Servono 700mila euro per completare l’isola ecologica con annesso Centro del riuso di località San Leonardo, a nord della città, da più di quattro anni al palo per mancanza di fondi.

La precedente giunta guidata dall’ex sindaco Luciano Lapenna dopo aver atteso per anni il finanziamento regionale, aveva deciso di contrarre un mutuo, unico modo per riaprire il cantiere e portare a compimento l’opera pubblica. Quella attuale sembra essere fiduciosa nella possibilità di intercettare il contributo.

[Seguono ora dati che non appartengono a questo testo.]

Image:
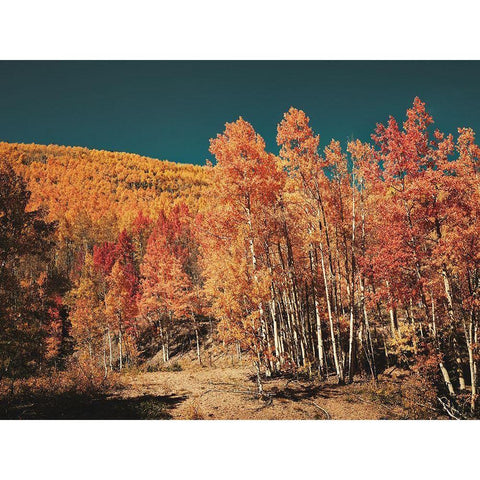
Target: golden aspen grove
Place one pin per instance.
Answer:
(348, 274)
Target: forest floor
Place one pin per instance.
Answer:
(225, 389)
(229, 393)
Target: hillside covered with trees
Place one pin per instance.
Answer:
(339, 262)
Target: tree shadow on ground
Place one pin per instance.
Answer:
(102, 407)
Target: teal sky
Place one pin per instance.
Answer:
(169, 110)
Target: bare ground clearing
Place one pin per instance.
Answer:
(228, 393)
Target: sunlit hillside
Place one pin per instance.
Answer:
(96, 193)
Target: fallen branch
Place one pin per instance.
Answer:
(327, 415)
(451, 411)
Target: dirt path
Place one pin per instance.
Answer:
(224, 393)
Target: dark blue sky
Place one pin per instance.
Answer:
(169, 110)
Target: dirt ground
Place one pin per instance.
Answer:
(228, 393)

Abbiamo avviato una proficua interlocuzione con gli uffici regionali che sono convinto andrà a buon fine”, spiega il sindaco Francesco Menna, “i primi mesi dell’anno saranno decisivi per calibrare il finanziamento che dovrà essere necessariamente integrato da fondi comunali. I tempi per il completamento dell’opera? Credo che il 2017 possa essere l’anno risolutivo”. 

Insomma, la speranza è che il nuovo anno possa segnare l’avvio dei lavori per il completamento dell’eco-piazzola, la cui mancanza è decisamente una grave carenza per una città di 42mila abitanti, alle prese con la proliferazione di discariche abusive, per la cui bonifica l’amministrazione sopporta dei costi non indifferenti. Vasto aspetta da anni l’eco-piazzola, struttura che nella vicina San Salvo, che conta  20mila residenti, praticamente la metà, è stata realizzata 20 anni fa.

L’impianto darà la possibilità ai cittadini di conferire i rifiuti che non possono essere smaltiti tramite il normale sistema di raccolta, evitandone l’abbandono e lo smaltimento in discarica. I benefici non sono solo economici, ma soprattutto ambientali, specie se si riuscirà a trovare il modo, come succede altrove, di incentivare i cittadini a utilizzare l’isola ecologica, magari con agevolazioni e sconti sulla tassa sui rifiuti. Un altro importante vantaggio potrebbe essere l’aumento della percentuale di raccolta differenziata che, da quando è stata estesa anche alla Marina, pur avendo raggiunto il 63% non ha ancora superato il tetto previsto dalla legge. La svolta potrebbe esserci proprio con l’isola ecologica.

Favorevoli ad una politica di “incentivi”, piuttosto che alle pratiche sanzionatorie, sono i Comunisti che suggeriscono l’adozione di “tecnologie innovative come l’installazione delle macchine mangia plastica-lattine o piccole aree ecologiche in cui andare a conferire i rifiuti differenziati in cambio di un corrispettivo figurativo da convertire nell’abbassamento delle imposte locali andrebbe nella direzione sia di convenienza delle famiglie sia per il Comune”.